I'm not going to pre judge, pre-empt, etc. any "mechanic says" or "dealer says" xyz.

Generally speaking when the dash board lights up like a Christmas tree, multiple faults are thrown etc. then one has to question why everything that was OK yesterday is not OK today.

In 90%+ of these types of issues then it is either battery, wiring (ground and 12V integrity) issues that cause the "I'm never wrong" computer and diagnostic equipment to pin the blame on something other than what is really wrong/broken.

In simply human speak then everything in life requires a stable known reference point. Your moral values, a ground reference point etc. If the reference point is disturbed, unreliable etc. then everything else is no longer valid.

And here in lies a problem with some so called diagnostic experts. They paid £5000 pounds for a machine and trust it implicitly. Mistake number 1!



I don't want to prejudge it either. When I first took possession of the car it clearly had a fault but the computer kept saying that it didn't. After many thousands (of Fiat's) pounds the fault was traced to a faulty sensor. The computer didn't show it up as a fault because it was still communicating with the ECU. Unfortunately it was transmitting the wrong information.

I am inclined to believe them however because everything cleared itself over a period of hours ad the car cooled down, and there have been no alerts since. Features that clearly showed up a warning are obviously working (and always were I believe, such as handbrake, hill start assist). Consumption and performance are all normal and all the electronics seem to be functioning normally.

In view of the dealer's comments I'm inclined to believe that it was either a known issue with petrol stations or the 'heat soak' effect after a very fast run in 32 degree external temperatures

I shall keep you posted if anything else lights up, but I'm bemused as to why the ECU didn't record it.
 
The good news is that I got my car back with no faults logged on the ECU and everything 'Green' in the visual Health Check.
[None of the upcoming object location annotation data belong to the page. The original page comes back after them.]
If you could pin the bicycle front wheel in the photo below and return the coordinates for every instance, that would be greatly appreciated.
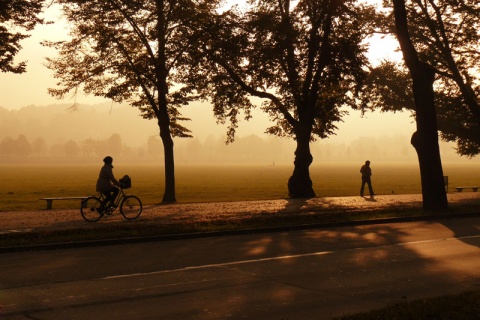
(90, 209)
(131, 207)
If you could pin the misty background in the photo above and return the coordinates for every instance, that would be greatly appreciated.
(59, 134)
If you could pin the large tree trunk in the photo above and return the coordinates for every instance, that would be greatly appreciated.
(300, 184)
(169, 194)
(425, 139)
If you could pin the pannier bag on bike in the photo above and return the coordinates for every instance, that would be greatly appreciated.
(126, 182)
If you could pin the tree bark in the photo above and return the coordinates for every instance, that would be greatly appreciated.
(169, 194)
(300, 185)
(425, 139)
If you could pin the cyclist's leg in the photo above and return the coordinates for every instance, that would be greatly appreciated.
(107, 195)
(115, 191)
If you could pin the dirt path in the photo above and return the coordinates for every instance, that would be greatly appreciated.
(45, 220)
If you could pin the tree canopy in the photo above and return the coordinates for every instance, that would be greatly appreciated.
(445, 35)
(134, 51)
(16, 17)
(304, 59)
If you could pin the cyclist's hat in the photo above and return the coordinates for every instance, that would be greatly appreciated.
(108, 159)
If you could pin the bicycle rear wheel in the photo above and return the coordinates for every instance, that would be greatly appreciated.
(90, 209)
(131, 207)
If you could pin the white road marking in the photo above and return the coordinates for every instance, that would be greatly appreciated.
(284, 257)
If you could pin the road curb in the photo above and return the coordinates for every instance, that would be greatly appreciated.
(197, 235)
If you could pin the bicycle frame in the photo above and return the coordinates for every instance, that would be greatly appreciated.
(117, 200)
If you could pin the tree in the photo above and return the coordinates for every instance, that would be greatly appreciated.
(425, 139)
(132, 50)
(16, 15)
(445, 35)
(305, 59)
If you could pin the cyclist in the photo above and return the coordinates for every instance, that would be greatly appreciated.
(107, 184)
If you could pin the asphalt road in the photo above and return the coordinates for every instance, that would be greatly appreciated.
(309, 274)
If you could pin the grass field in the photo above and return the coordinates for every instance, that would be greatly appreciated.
(23, 185)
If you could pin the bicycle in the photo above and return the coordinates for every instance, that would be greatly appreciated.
(92, 209)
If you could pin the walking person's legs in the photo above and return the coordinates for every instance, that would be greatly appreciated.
(362, 187)
(370, 189)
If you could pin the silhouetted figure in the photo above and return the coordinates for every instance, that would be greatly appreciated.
(366, 172)
(106, 183)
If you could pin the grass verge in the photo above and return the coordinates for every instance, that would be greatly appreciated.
(464, 306)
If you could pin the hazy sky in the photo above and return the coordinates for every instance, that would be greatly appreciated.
(17, 91)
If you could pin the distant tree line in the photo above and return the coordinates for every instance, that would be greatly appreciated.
(304, 59)
(250, 149)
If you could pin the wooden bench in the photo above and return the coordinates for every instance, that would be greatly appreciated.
(50, 200)
(460, 189)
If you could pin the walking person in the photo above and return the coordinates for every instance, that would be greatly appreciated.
(366, 172)
(107, 184)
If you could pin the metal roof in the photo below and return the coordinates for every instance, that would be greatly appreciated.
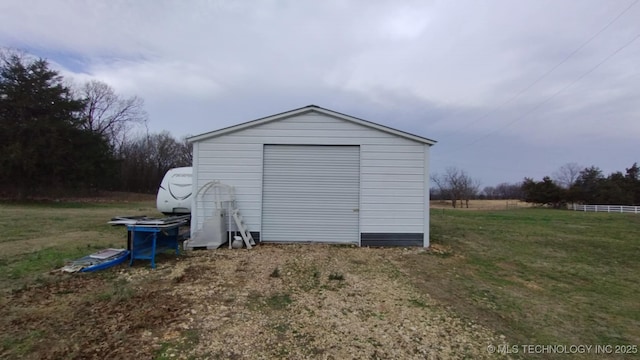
(302, 110)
That should do until next Service in December.

As a point of interest my car had its second birthday at the end of May and the Health Check shows front brake pads only 40% worn. Not too shabby for an automatic.
 
Well it's been about 2 months since the dashboard illuminations and there has been absolutely no repeat of anything. No faults were recorded on the ECU at all.
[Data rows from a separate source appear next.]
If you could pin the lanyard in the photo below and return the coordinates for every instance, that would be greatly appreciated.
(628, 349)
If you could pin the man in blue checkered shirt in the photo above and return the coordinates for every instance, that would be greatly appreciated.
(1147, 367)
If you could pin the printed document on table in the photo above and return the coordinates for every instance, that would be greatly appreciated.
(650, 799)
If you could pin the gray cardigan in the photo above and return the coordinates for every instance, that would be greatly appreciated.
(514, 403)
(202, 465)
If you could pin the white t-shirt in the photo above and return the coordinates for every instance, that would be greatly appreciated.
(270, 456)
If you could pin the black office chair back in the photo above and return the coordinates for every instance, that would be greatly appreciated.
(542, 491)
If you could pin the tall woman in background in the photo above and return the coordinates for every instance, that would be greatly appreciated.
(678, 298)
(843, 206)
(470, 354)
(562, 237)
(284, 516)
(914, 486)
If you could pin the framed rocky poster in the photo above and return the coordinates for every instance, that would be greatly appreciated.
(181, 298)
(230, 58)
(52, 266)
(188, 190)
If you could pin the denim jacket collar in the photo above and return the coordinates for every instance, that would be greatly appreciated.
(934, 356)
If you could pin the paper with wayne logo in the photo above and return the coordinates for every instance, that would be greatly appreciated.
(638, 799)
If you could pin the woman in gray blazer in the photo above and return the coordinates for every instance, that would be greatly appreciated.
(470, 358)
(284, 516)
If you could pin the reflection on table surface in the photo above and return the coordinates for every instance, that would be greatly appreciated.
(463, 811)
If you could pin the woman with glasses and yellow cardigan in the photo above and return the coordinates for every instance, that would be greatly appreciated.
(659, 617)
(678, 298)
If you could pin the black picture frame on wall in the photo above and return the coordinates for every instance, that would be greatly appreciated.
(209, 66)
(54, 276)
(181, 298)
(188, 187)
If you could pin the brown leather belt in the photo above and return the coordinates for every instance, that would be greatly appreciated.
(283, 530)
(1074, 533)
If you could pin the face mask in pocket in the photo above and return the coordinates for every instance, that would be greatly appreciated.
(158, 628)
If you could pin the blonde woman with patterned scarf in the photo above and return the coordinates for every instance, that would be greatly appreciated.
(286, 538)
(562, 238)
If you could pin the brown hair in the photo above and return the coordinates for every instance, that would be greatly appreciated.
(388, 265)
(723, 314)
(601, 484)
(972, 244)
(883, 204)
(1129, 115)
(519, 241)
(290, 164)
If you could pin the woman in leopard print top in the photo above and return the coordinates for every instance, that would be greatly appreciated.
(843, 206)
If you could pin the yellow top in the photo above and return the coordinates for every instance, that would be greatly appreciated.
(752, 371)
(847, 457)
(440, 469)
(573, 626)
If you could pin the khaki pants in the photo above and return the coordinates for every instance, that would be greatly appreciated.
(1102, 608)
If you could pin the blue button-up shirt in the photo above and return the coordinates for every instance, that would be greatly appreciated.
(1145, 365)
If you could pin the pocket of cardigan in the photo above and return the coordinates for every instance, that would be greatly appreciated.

I can only assume that it was down to one of two scenarios

a). The perfect storm of hot weather, heavy aircon use and fast motorway driving caused the ECU to overheat and everything returned to normal as the car cooled down at journey's end

b). Some electronic interference at the petrol station, although quite why it took a few hours to go back to 'normal' I can't explain.
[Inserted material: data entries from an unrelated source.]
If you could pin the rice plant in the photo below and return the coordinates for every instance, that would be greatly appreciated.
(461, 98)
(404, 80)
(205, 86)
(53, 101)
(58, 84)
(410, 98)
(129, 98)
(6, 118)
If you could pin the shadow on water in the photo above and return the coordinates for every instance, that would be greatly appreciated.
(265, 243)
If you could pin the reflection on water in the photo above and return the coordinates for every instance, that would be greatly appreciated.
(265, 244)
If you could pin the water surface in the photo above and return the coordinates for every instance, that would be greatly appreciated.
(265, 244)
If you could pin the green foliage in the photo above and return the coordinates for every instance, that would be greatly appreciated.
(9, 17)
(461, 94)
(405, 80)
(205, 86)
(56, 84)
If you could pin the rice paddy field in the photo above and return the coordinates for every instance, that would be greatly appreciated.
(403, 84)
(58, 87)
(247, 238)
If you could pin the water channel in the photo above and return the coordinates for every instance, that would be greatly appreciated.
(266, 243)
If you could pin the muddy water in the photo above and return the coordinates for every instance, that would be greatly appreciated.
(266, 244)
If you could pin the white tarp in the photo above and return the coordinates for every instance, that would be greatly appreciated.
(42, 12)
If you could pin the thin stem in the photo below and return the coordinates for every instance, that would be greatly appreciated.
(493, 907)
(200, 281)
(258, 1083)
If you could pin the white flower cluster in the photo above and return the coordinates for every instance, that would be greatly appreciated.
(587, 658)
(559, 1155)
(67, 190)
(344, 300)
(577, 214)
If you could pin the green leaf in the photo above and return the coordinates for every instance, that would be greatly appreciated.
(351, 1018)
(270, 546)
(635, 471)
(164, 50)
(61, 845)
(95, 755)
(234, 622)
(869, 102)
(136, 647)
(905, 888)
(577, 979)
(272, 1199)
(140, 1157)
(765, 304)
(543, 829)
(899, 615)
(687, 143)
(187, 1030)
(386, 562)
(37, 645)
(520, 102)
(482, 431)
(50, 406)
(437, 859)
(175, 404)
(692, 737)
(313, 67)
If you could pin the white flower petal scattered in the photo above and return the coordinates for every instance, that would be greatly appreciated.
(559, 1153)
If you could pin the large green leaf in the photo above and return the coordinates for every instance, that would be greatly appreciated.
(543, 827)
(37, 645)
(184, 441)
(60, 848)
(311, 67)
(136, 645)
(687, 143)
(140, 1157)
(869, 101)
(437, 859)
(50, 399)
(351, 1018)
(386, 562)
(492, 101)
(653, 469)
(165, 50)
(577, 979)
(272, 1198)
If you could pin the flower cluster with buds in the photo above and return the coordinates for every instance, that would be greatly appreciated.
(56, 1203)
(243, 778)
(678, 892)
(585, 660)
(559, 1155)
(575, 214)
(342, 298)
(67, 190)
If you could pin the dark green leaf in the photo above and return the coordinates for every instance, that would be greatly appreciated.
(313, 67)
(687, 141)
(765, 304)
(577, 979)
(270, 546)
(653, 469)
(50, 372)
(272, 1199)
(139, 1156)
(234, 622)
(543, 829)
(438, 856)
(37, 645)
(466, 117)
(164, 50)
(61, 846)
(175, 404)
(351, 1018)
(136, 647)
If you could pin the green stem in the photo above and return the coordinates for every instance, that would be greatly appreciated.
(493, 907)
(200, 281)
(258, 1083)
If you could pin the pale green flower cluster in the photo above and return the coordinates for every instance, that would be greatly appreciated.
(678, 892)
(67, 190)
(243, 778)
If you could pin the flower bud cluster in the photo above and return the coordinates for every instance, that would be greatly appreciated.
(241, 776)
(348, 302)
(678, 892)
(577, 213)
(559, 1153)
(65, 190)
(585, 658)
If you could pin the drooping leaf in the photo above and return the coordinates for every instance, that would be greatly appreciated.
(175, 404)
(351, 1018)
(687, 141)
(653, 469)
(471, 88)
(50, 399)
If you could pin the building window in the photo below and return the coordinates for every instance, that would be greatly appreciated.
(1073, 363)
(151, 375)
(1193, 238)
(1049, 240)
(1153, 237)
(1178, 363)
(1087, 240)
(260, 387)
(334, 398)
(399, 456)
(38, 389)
Hey ho, the mysteries of Fiat
 
Mine's currently at the dealer having a new ECU. Had a keyless warning light come on last week. nothing actually wrong as far as I could tell, but was passing the dealer and manual said to contact them, so I did. They did a quick check and asked me to bring it in the next day, so I did (light had gone away) They called me an hour after dropping it off and said it needed a new ecu and it would take about a week. They dropped me off a loan car and I've not seen it since.

How are you getting along with your issue?
 
How are you getting along with your issue?
Well it was never really an issue, keyless warning light came on once and disappeared at next start up. But as I was driving past the dealer I popped in. They were the ones who thought that there was an issue.

ECU swapped under warranty, no probs since, just done it's 20k service and all is well.

So it's running fine, but then it always has.

The dealership thought there was some water ingress in the ECU casing which is why they swapped it.